I agree entirely with the other review here on Amazon, this short novel by Jean Echenoz is very good indeed:truthful to the biographical details (see Roger Nichols' wonderful new book on the composer), amusing, allusive and finally deeply moving. The imagined conversations and emotional reactions of both Ravel himself and his friends and contemporaries are revealing and often very funny.
I would say that it is well worth finding a copy of this book in the original language. I'm no great shakes at French but I pushed myself to read the French language edition, with the aid of a school Larousse, and it was a thoroughly enjoyable experience. The book itelf is short; Echenoz is no Marcel Proust in terms of length and so it's a realistic and rewarding task to take the plunge in this regard.
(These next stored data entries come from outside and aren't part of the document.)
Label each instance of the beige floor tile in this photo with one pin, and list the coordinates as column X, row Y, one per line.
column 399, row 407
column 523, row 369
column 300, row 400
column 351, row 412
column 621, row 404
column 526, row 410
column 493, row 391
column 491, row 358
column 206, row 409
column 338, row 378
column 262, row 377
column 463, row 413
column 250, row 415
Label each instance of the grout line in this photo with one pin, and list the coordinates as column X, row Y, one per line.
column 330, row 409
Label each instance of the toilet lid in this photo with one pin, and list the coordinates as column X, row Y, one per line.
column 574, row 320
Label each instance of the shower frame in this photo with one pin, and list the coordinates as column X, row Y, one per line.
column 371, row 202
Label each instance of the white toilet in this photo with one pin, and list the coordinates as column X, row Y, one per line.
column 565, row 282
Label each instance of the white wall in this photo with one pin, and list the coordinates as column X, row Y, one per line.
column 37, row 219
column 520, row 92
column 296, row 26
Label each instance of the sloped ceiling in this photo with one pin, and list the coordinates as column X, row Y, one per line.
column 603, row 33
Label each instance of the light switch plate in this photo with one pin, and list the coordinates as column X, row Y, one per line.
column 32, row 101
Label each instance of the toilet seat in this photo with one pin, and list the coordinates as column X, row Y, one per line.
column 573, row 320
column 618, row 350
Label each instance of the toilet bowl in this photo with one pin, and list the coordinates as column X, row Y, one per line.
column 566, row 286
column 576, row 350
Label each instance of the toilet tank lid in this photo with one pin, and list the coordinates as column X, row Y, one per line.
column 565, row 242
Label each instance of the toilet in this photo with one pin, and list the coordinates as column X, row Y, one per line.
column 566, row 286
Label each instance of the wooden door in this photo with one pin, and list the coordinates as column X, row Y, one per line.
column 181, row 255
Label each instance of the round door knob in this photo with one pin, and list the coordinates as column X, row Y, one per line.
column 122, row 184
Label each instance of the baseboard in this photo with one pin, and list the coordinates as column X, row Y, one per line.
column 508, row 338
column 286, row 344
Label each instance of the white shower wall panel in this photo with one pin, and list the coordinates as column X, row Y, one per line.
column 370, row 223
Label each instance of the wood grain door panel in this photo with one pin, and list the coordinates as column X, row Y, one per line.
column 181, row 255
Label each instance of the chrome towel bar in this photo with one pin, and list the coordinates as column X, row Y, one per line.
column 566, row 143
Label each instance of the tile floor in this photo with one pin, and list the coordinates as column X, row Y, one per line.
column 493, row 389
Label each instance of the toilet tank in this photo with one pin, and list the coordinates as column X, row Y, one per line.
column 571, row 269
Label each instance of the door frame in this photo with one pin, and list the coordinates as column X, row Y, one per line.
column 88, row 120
The Amazon product description refers to "a lonely old man", which is a bit odd given that Ravel died at 62 years of age. But maybe the child who wrote that thought being 62 was very old. Hey, ho...
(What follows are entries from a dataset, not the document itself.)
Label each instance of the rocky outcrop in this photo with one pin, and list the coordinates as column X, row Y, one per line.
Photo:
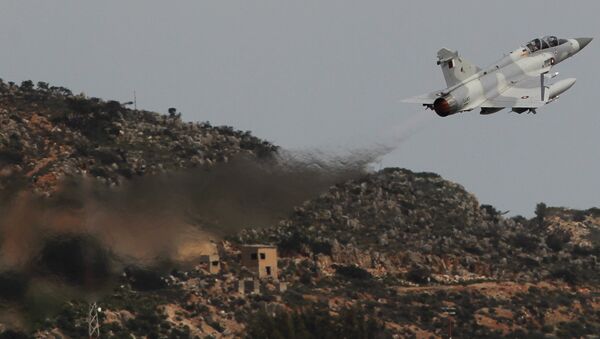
column 47, row 133
column 395, row 222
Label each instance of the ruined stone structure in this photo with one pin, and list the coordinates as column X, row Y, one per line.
column 260, row 259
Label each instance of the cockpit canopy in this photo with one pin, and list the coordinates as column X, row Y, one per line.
column 543, row 43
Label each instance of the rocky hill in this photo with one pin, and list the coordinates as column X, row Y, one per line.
column 390, row 254
column 47, row 133
column 420, row 226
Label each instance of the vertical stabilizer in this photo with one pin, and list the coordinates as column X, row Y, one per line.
column 455, row 68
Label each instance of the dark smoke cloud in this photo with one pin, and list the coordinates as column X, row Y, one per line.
column 86, row 233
This is a short book, nominated for a major book prize. It did not win, so ones must conclude that the winning book was something out of the ordinary indeed. This is a fascinating "faction", a building of a plausible narrative about various seminal points in the composer's life. The need to do this comes from the fact that there is little information about Ravel's life, bar the bare bones. He left only his music, no diary, nor any life partner male or female. Those whom he knew declined to share their memories. For any one interested in Ravel, the person, this is an indispensable book. It must have been very special in French, as the author is well served by the translator. Cannot recommend this too highly.